# Crab Tank



## PhilK (Oct 8, 2007)

Hey all, so I finally got round to decorating this crab tank of mine. Will be placing an order for them tonight!

Here it is. It's got a butt-load of sand and 6mm pebbles in there, with some big rocks and sticks. Water-side is very murky, but will settle. Has more pebbles than sand. Hopefully is drown-proof...

This is a whole-tank view. Two food dishes in approx. opposite corners. Two tubes for adding water to bottom of substrate.






Close up of crab lake.





Side view with two very pretty feet. That dark layer at the bottom is peat/sand/pebbles mixed.





Top-view of crab lake. Really murky, but will clear up.





Photo of inside of crab-shack.





Whole thing again.





Will be making a flyscreen lid for them, in case they climb silicon.


----------



## cris (Oct 8, 2007)

Nice tank  I would change the land side to the water side though.


----------



## PhilK (Oct 8, 2007)

They're land crabs. Only come across water about twice a year. There is probably too _much_ water!


----------



## cris (Oct 8, 2007)

PhilK said:


> They're land crabs. Only come across water about twice a year. There is probably too _much_ water!



I will admit i dont know too much about them but im under the impression they spend most of the time in water and simply burrow deep into the mud when the water they are in dries up.

I have never seen them out on the land in the wild, yet have caught a number in the water(permanent water hole in a drought). I would be interested to learn more about their behaviour though.


----------



## codeth (Oct 8, 2007)

yargh we be the crabs


----------



## PhilK (Oct 8, 2007)

cris said:


> I will admit i dont know too much about them but im under the impression they spend most of the time in water and simply burrow deep into the mud when the water they are in dries up.
> 
> I have never seen them out on the land in the wild, yet have caught a number in the water(permanent water hole in a drought). I would be interested to learn more about their behaviour though.

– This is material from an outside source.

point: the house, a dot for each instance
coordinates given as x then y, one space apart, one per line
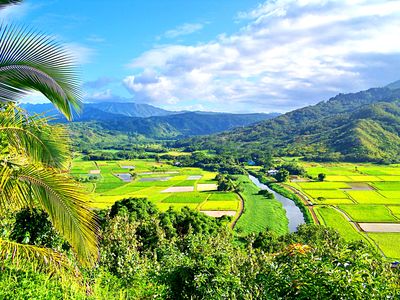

Oh my bad. Well, we'll see.. If they spend all their time in the water, I'll see if I can change it. Bylo keeps his on gravel with a water bowl and my impression is they do OK... We shall see!


----------



## beardy_boy99 (Oct 8, 2007)

really nice set-up. Im no expert in crabs but i believe for land crabs the water area will be fine but if they are spending most of the time there, you might wont to take a bit of land away to add water. More than likely will appreciate the enclosure! If u dont mind me asking wat are the dimensions and how much did it cost? also, do they need a heat and light source??


----------



## PhilK (Oct 8, 2007)

No worries. I posted a while back when I ordered this tank but that's lost in the depths of APS..
It's a custom made tank, made by Aquariums R Us in Wooloowin, Brisbane. It's 100cm long, 50cm wide, 40cm tall. The division between water and land is 13cm tall, and is 30cm in from one end. It cost $140, which is much cheaper than any other place I went to (almost half price of some)!

As far as I know they don't need a heat or light source.


----------



## beardy_boy99 (Oct 8, 2007)

nice!!! how big do they grow?


----------



## PhilK (Oct 8, 2007)

I'm not sure on that... perhaps bylo could enlighten you? I think 10cm legspan is about the limit..


----------



## Viridae (Oct 9, 2007)

Post some pics when you have the residents in there.


----------



## PhilK (Oct 9, 2007)

They'll be arriving Thursday morning, as well as 6 pedelings, so I'll be putting up a New Arrivals post


----------



## eerin (Oct 9, 2007)

hahaha awesome. what a sweet home your new crabs will have!


----------



## WombleHerp (Oct 9, 2007)

i love it  your crabs should too hehehehehe lol
nice feet btw


----------



## PhilK (Oct 9, 2007)

Hahaha thank you... I'm glad somebody appreciated my feet.


----------



## Inkslinger (Oct 9, 2007)

Great set up the toes indicate (the second one being longer than the big toe) that you have a dominate personality.


----------



## NaughtyByNature (Oct 9, 2007)

that is so neat, never thought I would ever say this in my lifetime but " I so want crabs":lol:


----------



## gillsy (Oct 9, 2007)

I would even try some mudskippers in there to.


----------



## PhilK (Oct 10, 2007)

Mudskippers gross me out, also that sand is fairly dry, so probably wouldn't be great for them (PS congrats on being a new mod)

Yeah I've never been this excited about getting crabs either!

Dominant personality? Naahh I'm a lamb


----------